For the last four-plus years now, we’ve heard a lot about Penguin. Initially announced in April 2012, we were told that this algorithm update, designed to combat web spam, would impact three percent of queries.
More recently, we’ve witnessed frustration on the part of penalized website owners at having to wait over a year for an update, after Google specifically noted one was coming “soon” in October of 2015.
In all the years of discussion around Penguin, however, I don’t believe any update has been more fraught with confusing statements and misinformation than Penguin 4.0, the most recent update. The biggest culprit here is Google itself, which has not been consistent in its messaging.

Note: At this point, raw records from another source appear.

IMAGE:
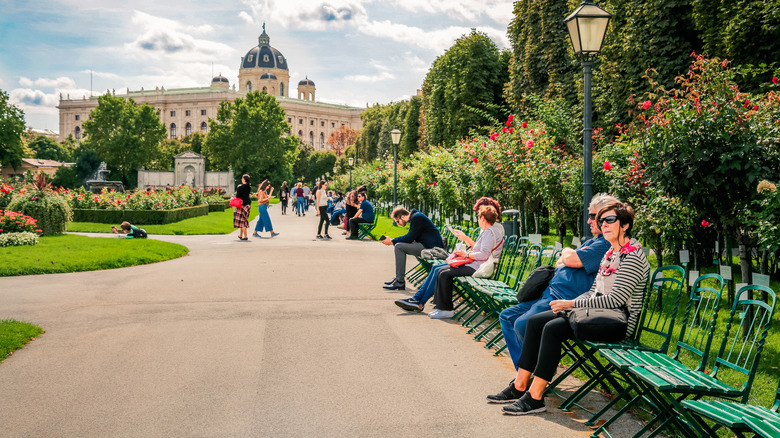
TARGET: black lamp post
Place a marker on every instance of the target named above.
(351, 161)
(395, 135)
(587, 27)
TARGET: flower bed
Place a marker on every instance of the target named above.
(141, 217)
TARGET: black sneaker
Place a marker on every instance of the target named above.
(508, 395)
(525, 405)
(409, 304)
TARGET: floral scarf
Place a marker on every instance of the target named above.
(610, 265)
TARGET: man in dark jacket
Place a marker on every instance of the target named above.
(422, 234)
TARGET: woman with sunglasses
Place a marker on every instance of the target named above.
(619, 283)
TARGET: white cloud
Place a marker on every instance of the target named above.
(383, 76)
(246, 17)
(59, 83)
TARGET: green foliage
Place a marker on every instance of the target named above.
(469, 73)
(12, 149)
(140, 217)
(249, 136)
(72, 253)
(48, 149)
(126, 136)
(14, 335)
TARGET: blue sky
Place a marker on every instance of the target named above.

And this is the subject of this article: the peeling away of some of the recent misstated or just misunderstood aspects of this update, and more importantly, what it means for website owners and their SEOs.
So, let’s begin.
What is Penguin?
Note: We’re going to keep this section short and sweet — if you want something more in-depth, you should begin by reading Danny Sullivan’s article on the initial release of Penguin, “Google Launches ‘Penguin Update’ Targeting Webspam In Search Results.” You can also browse Search Engine Land’s Penguin Update section for all the articles written here on the topic.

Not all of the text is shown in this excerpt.